Solved – What does it mean if the median or average of sums is greater than sum of those of addends

medianrandom variablesum

I'm analyzing the distribution of network latency. The median upload time (U) is 0.5s. The median download (D) time is 2s. However, the median total time (for each data point, T = U + D) is 4s.

What conclusions could be drawn knowing that the median of the sum is much greater than the sum of the medians of the addends?

Just out of curiosity for stats, what would it mean if this question replaced median with average?

Best Answer

Medians are not linear, so there are a variety of circumstances under which something like that (i.e. $\text{median}(X_1)+\text{median}(X_2)<\text{median}(X_1+X_2)$) might happen.

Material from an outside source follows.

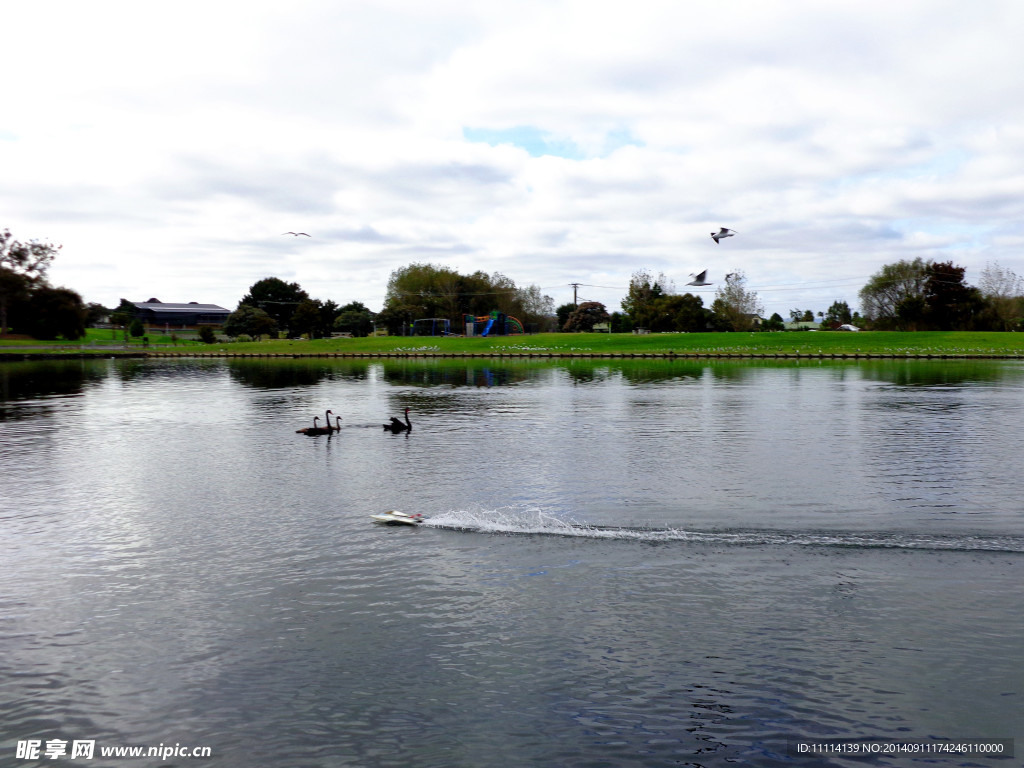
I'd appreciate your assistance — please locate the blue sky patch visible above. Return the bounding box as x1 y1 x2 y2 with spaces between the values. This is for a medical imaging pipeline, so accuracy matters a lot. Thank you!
462 125 583 160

It's very easy to construct discrete examples where that sort of thing occurs, but it's also common in continuous situations.

For example it can happen with skewed continuous distributions - with a heavy right tail, the medians might both be small but the median of the sum is "pulled up" because there's a good chance that one of the two is large, and a value above the median is typically going to be far above it, making the median of the sum larger than the sum of the medians.

Here's an explicit example: Take $X_1,X_2 \, \stackrel{\text{i.i.d.}}{ \sim} \operatorname{Exp}(1)$. Then $X_1$ and $X_2$ have median $\log(2) \approx 0.693$ so the sum of the medians is less than $1.4$, but $X_1+X_2\sim \operatorname{Gamma}(2,1)$ which has median $\approx 1.678$ (actually $ -W_{-1}(-\frac{1}{2 e}) - 1$ according to Wolfram Alpha)

Densities for exponential(1) and Gamma(2,1) showing medians for both; it's clear that the median for an exponential(1) is smaller than half that for the Gamma(2,1)